I was first told by my doctor that if I had Scleroderma I had better get my life in order. I had about 5 years left but I am still here, issues have totally slowed down and I hope to be here another 20 or more. Some doctors seem to scare the living daylights out of us for some reason. They also, don't always know much about this disease only possibly worst cases they read about in medical journals. You may carry the marker in your blood and nothing may ever happen. Some times something triggers it to start its attack on you. Limited Crest starts slowly and takes it time progressing. Diffuse is fast and aggressive and isn't as controllable, right off the bat. Do your reading, asking questions and relax if you can. This wasn't a terminal sentence of, you have only 3 months to live. You may have a lifetime. So go out and enjoy it.

Some of the tests that are baseline tests are your PFT's, Echo Cardiograms, Endoscopy's if you are having troubles swallowing, or have acid reflux. Colonoscopy if needed or you are having bowel issues. If you don't have any issues then most likely you won't need any tests right away. Doctors usually don't try to treat something that may not ever develop, they just try to help us with each situation that develops along the way.
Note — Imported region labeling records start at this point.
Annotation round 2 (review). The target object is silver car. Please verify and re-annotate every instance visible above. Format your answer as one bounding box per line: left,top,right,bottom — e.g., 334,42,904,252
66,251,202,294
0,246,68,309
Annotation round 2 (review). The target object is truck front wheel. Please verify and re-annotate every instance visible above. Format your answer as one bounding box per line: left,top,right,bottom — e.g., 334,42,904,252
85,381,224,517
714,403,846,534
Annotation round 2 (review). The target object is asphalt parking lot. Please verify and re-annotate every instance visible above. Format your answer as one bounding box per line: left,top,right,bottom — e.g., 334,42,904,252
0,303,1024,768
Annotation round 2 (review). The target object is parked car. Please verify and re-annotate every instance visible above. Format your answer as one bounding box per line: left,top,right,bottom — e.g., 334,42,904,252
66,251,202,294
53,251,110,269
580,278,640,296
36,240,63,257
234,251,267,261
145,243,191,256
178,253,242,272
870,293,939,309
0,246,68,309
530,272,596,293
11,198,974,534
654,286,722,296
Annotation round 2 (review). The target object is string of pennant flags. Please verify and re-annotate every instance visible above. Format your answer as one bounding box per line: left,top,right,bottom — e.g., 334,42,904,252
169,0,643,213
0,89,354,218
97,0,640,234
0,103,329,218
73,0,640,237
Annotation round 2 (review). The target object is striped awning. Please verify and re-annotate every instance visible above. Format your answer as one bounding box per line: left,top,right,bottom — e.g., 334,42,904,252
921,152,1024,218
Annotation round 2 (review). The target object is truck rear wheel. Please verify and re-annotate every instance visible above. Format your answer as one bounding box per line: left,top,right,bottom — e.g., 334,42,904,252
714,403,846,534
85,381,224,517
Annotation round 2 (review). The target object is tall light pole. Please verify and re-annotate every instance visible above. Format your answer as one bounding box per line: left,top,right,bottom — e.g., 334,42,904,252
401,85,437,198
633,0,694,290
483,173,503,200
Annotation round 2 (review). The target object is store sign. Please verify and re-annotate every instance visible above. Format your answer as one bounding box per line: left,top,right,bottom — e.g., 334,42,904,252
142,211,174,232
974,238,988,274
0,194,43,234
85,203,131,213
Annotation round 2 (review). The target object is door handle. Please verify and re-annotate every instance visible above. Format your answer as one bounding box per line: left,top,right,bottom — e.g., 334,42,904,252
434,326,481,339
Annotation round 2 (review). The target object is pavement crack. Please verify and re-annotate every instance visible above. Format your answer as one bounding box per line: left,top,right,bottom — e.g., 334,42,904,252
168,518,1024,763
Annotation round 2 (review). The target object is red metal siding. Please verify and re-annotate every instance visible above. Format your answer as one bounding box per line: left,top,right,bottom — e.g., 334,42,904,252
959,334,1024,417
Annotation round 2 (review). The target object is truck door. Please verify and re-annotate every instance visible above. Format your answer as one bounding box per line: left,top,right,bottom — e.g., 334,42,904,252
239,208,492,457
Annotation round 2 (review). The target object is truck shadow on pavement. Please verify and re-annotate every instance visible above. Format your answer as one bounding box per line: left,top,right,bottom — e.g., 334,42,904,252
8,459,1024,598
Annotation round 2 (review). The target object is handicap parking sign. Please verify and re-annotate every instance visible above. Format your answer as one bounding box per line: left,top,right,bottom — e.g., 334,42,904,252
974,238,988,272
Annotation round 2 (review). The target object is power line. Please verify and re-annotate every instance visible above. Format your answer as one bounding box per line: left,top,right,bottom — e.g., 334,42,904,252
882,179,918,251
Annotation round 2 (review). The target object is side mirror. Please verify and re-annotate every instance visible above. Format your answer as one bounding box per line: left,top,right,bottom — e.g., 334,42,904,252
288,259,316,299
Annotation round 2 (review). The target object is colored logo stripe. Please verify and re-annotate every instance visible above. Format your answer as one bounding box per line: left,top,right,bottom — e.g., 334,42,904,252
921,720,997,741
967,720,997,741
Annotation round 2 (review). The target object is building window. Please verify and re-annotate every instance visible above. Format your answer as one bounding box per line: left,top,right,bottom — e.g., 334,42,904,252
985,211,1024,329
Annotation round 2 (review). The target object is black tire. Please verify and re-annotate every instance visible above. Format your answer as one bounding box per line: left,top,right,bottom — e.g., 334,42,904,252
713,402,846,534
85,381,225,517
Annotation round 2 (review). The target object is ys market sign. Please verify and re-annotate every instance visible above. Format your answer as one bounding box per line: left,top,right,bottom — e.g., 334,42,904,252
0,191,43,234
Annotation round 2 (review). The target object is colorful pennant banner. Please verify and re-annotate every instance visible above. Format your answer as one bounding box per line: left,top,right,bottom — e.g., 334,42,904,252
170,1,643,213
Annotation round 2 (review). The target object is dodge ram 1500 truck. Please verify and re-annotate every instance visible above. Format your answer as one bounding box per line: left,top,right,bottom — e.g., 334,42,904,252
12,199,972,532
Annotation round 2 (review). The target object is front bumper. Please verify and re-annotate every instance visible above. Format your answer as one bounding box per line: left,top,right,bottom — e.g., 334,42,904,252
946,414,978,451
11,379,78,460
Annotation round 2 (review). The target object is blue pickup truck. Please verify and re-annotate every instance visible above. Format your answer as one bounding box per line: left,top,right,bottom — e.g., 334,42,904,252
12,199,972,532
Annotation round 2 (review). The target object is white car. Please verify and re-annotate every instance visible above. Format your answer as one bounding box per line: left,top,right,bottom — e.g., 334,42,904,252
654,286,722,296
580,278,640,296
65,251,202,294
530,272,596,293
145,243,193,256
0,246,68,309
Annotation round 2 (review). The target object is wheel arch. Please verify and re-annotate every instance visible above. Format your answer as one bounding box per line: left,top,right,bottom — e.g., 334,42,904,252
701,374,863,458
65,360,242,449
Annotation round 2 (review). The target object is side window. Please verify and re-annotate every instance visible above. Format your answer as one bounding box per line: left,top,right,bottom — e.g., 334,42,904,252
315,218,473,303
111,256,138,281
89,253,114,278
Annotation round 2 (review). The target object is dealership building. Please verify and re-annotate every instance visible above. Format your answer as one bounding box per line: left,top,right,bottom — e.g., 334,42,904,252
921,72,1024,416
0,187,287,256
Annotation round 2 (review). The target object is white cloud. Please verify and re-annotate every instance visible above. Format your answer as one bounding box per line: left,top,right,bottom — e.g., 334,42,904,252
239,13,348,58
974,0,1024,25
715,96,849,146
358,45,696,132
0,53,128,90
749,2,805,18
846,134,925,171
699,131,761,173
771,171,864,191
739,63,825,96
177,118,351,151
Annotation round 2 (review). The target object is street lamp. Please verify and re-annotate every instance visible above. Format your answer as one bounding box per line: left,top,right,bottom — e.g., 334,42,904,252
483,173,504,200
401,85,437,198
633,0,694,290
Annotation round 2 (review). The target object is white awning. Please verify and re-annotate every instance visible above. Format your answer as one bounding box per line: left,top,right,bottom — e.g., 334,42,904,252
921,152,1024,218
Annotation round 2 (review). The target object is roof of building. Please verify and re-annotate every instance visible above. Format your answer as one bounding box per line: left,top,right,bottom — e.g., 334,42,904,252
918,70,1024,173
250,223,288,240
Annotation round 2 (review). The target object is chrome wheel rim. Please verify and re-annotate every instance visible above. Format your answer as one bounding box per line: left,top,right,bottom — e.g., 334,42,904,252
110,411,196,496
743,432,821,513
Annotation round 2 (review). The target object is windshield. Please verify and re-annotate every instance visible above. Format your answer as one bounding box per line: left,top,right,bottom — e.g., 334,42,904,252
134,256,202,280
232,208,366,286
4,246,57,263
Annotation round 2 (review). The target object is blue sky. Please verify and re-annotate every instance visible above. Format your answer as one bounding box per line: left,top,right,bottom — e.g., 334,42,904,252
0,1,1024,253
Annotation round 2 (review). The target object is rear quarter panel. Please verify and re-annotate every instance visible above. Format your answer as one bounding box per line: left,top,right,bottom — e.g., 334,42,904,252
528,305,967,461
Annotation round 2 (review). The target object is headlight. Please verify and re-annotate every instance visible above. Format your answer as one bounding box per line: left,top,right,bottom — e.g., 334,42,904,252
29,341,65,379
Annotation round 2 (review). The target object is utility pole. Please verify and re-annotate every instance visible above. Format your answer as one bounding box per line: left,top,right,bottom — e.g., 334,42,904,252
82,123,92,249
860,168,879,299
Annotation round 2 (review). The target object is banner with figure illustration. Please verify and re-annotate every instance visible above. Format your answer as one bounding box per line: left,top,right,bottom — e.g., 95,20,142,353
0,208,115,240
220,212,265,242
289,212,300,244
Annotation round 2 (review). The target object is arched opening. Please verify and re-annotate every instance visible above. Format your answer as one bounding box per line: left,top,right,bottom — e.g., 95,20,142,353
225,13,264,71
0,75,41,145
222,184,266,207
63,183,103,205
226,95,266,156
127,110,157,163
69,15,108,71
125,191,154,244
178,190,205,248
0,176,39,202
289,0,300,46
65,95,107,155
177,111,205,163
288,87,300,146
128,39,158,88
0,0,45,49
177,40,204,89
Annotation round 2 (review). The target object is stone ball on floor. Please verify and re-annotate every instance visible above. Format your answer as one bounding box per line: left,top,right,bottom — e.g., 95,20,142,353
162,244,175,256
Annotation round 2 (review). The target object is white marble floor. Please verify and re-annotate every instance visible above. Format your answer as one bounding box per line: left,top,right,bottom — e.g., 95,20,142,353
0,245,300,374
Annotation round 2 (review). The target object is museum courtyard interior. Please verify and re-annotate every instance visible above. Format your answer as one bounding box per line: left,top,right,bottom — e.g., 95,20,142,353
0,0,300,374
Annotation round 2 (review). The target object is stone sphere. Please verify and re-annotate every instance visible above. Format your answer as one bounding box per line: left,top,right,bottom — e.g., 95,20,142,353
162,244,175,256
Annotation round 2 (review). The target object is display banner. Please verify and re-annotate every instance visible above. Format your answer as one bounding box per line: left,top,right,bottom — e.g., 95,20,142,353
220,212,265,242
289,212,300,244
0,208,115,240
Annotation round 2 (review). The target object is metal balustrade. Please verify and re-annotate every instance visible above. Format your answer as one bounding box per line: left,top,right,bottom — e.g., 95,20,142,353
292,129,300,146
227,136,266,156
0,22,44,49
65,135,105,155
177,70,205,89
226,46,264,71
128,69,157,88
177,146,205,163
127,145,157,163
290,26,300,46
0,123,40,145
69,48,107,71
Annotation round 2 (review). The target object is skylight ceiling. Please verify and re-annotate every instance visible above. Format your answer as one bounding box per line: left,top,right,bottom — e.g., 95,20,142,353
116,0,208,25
I hope you are starting to relax and understand that you will get through this and you will cope and wonder yourself how you let yourself get so out of control about this. We have all been there to some extreme. Some of us deal with it right away and get on with living others can't get out of the funk as readily. In due time we all figure out how to get on with loving and laughing and getting the most out of this life.

I still have over a half a box of my chocolates. Half full, not almost empty. It is how you choose to think. The best to you and others that are dealing with your new diagnosis'.